The feds quickly stamp out false claim about ‘proprietary’ materials
Students accused of sexual misconduct often had to go to court to compel their colleges to hand over their Title IX training materials, to find potential evidence of bias in their proceedings.
The Department of Education’s final regulation on campus sexual misconduct proceedings makes clear that colleges have to post this training material on their websites, but some Title IX professionals are already trying to find ways around that.
The Association of Title IX Administrators hosted a webinar on the new regulation last week. One of the discussion points was the provision on making training materials public, according to the slides from the presentation.
Stop Abusive and Violent Environments, a due process group, made a transcript of the presentation by ATIXA President Brett Sokolow. SAVE said the webinar had more than 4,200 attendees.
Sokolow allegedly warned attendees who use training materials from ATIXA, The NCHERM Group (which he chairs) and other companies that they “cannot be posted publicly, irrespective of what” the department’s Office for Civil Rights says, because those materials are “proprietary and copyrighted”:
And so for materials that are proprietary, our suggestion is that you do the following: that you list those on your website by the type of document, or webinar, or training video, or whatever the materials are, by its title and authorship; but that you don’t include the contents. You just include the title and then you allow members of the public to request access, which will probably be in your office. They are not permitted to have a copy, and they will be able to come in and review the documents or videos that have been used to train your Title IX team.
This is similar to Sokolow’s directions for how those few colleges without websites should respond to the provision on posting Title IX training materials.
ATIXA’s copyright prohibits the public from “taking photocopies or screen shots” of its materials, he continued. “If you get any push-back on this process from any members of the public,” colleges should direct those complaints to ATIXA, which will “make the materials available to them under circumstances that we feel comfortable,” Sokolow said, according to the transcript.
Colleges that do publish training materials, as the new regulation mandates, will “get a letter from us kindly asking you to make sure they are removed,” he said. The implication is clear: ATIXA will sue colleges for following a legally binding regulation following the notice-and-comment process outlined under the Administrative Procedure Act.
The Office for Civil Rights apparently noticed ATIXA’s claim that its copyright supersedes duly enacted regulation.

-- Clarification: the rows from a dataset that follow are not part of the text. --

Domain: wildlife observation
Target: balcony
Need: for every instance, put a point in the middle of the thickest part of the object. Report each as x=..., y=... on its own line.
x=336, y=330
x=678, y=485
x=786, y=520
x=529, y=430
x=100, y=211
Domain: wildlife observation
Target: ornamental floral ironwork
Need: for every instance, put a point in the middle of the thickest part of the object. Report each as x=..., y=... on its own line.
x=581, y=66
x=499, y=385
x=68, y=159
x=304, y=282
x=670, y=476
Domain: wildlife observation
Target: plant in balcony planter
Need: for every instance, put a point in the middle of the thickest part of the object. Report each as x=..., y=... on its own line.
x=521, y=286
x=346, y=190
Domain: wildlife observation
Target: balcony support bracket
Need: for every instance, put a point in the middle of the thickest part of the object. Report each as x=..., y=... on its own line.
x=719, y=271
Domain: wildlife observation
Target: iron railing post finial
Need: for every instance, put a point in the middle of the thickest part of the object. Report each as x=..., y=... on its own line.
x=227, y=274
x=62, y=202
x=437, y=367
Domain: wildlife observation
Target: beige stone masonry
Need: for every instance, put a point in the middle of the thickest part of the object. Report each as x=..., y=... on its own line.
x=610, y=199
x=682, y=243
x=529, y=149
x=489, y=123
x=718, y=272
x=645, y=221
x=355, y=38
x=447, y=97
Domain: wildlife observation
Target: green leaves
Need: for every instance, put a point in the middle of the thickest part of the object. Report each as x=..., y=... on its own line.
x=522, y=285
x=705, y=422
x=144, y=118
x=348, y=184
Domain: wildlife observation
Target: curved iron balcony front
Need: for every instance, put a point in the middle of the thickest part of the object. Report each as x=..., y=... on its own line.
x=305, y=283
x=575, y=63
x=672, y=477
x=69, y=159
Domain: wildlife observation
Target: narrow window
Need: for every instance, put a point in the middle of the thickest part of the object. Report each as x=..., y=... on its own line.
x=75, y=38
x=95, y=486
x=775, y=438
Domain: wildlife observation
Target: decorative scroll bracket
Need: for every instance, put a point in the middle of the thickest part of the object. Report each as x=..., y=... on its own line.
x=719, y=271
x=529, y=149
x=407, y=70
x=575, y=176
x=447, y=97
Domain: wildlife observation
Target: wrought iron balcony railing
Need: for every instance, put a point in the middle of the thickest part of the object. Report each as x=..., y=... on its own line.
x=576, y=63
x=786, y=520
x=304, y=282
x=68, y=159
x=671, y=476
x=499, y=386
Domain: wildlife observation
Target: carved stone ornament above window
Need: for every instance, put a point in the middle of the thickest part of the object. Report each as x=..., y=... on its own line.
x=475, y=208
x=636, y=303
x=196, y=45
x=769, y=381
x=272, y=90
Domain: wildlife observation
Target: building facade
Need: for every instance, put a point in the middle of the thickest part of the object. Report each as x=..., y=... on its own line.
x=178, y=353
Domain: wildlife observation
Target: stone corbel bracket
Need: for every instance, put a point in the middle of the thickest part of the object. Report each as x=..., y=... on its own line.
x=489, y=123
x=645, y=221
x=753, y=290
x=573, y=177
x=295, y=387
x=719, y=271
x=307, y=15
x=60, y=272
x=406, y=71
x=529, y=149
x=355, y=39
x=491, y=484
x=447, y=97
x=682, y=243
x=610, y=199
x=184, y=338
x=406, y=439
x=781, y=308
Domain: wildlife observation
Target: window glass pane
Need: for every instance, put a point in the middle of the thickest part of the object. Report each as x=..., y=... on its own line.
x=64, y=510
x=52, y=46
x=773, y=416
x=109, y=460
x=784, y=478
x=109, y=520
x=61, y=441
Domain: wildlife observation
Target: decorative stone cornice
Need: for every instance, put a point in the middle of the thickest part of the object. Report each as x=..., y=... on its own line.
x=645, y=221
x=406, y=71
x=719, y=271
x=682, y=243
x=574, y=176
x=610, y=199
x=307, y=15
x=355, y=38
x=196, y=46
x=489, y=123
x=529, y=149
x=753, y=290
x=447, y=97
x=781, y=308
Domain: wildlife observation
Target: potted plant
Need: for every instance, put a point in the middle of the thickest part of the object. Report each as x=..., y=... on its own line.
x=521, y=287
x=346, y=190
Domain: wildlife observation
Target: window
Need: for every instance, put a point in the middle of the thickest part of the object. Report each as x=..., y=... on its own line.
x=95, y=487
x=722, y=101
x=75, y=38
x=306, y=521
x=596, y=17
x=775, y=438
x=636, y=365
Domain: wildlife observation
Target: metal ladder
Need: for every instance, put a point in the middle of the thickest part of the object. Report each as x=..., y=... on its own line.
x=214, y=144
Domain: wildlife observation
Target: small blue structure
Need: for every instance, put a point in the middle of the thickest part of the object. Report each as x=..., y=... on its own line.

Without mentioning the group, OCR wrote a blog post Monday reiterating that Title IX training materials, among other “important information,” must be posted on schools’ websites – no exceptions.
It’s clear, however, that OCR is referring to ATIXA’s claim, going so far as to mention “proprietary business information” such as materials prepared by an “outside consultant”:
Section 106.45(b)(10)(i)(D) does not permit a school to choose whether to post the training materials or offer a public inspection option. Rather, if a school has a website, the school must post the training materials on its website. …
Posting anything less than “all materials” on the website is insufficient. Accordingly, merely listing topics covered by the school’s training of Title IX personnel, or merely summarizing such training materials is not the same as posting “all materials.”
If the training materials are copyrighted or proprietary, “the school still must comply with the Title IX Rule,” the blog post continues: “This may mean that the school has to secure permission from the copyright holder to publish the training materials on the school’s website.”
Here’s the rub for ATIXA: It may lose business under the regulation. OCR says schools “must create or obtain training materials that can lawfully be posted on the school’s website” if the copyright holder refuses to allow their materials to be posted.
Due process advocates noticed the post from OCR.
This clarification from OCR comes following a suggestion from ATIXA that schools using ATIXA's proprietary training materials offer to make them available for public inspection rather than posting them on their website, as the new regs require. https://t.co/UrxgjKY8KT
— Samantha Harris (@samk_harris) May 19, 2020
Sokolow himself responded to the tweet by due process lawyer Samantha Harris, saying ATIXA would be “exploring this issue and anticipate a potential need for some revision of our prior guidance.”
Don’t count on this being the last time the Title IX-industrial complex seeks to circumvent the regulation, or simply refuses to comply and dares students to sue.